Out of Left Field with Matt Mowery

Multi-Sport


  • Michigan

MHSAA Representative Council makes postseason bracketing changes, introducing district seeding for soccer, eliminating football’s automatic qualifier

By: Matthew B. Mowery, May 8, 2019, 12:34 pm

The MHSAA’s Representative Council made significant changes to the postseason bracketing for three sports at its spring meeting, agreeing to employ in-district seeding for boys and girls soccer, and removing the automatic qualifier for football, replacing it with a system designed to promote tougher scheduling.

Starting next fall, a computer formula — the Michigan Power Ratings, which is used to seed the boys lacrosse tournament this spring — will be used to determine the top two teams in each district for boys and girls soccer, separating them to opposite sides of the district draw, ensuring they can’t meet until the district title game. Beyond that, the random draw process will remain unchanged to fill out the bracket, and the rule change doesn’t guarantee that the seeded teams will host, or receive byes.

The MHSAA football committee recommended the changes to the playoff selection process to reward “good losses,” as well as eliminating the six-win automatic qualifier, theoretically creating an incentive for programs to schedule tougher opponents, rather than the opposite effect engendered by the old system. 

 Starting in 2020, the eight divisions will be set before the season (meaning no teams will slide up or down anymore), and each division’s 32 postseason-eligible teams will be determined by the playoff point average.

The calculation for playoff points was tweaked, as well, with teams now getting credit (in the form of bonus points) for all wins by an opponent on their schedule, regardless of whether or not they beat that opponent. Before, teams were only credited with those bonus points for opponents’ wins if they’d won their matchup with that opponent. Now, a “good loss” against a top-notch opponent will still boost a team’s playoff point score.

The committee also added bonus points to be awarded for beating teams from higher divisions, incentivizing teams to schedule up, rather than down.

Limited video review — for use only on scoring/potential scoring plays or turnover/potential turnovers plays — at both the 11-player and 8-player finals, where the availability of camera coverage makes it feasible. As with replay on other levels, calls will only be overturned by “indisputable video evidence showing the original call was incorrect.”

Finally, the committee put a hard cap on the enrollment of teams eligible for the MHSAA 8-Player postseason at 215 students, regardless of where the cutoff for Class D lies in that particular year. 

 

Other key approved recommendations:

• For track, a double waterfall mark and step-up start for the 800, 1,600 and 3,200, beginning in 2020, as well as the addition of Thursdays for possible regional scheduling, allowing hosts more flexibility in scheduling around ACT and SAT testing dates.

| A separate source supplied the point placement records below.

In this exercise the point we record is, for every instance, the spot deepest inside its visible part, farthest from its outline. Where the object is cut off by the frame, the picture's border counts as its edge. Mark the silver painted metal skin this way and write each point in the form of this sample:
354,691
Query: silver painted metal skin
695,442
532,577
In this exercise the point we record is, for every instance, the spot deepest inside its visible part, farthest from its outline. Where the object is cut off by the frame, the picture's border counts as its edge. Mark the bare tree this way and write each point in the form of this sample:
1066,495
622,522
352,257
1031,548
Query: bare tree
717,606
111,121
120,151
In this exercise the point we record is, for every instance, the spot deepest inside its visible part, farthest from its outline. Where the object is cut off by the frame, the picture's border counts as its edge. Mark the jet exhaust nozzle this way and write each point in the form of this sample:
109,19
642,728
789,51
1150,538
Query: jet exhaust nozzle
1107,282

• For golf: Lower Peninsula regionals may be played any day, Monday to Saturday, to make the scheduling of busy golf courses easier, while a hard maximum of 12 strokes on a hole was set to improve pace of play. Also, golfers may use cell phones to: 1) call a coach or tournament official for health or safety reasons; 2) inputting scores into a live-scoring application; 3) contacting a rules official with a question; and 4) as a device to measure distance.

• For soccer: the council approved a recommendation allowing multi-team tournaments to be played on “days not followed by a school day,” and removed a rule that required postseason finals to begin after 5 p.m. on SAT or ACT testing days.

• For football: Starting this fall, teams will be allowed a limit of six hours of full-pads “collision” contact per week in the preseason, and 30 minutes per week in-season, while “thud” contact will be unlimited. Collision contact is “contact at game speed, with the execution of full tackles at a competitive pace, taking players to the ground,” while thud contact is full speed, but above the waist only, and players remaining on their feet.

• The council tweaked the wording of parts of the sport-specific transfer rule that will be in place next fall:

A player who changed residence won’t be granted immediate eligibility if they followed a coach from their former school to a new school, and students who were confirmed to have made an athletic-motivated transfer will not be eligible during the current school year for a sport they played at their previous school the preceding year.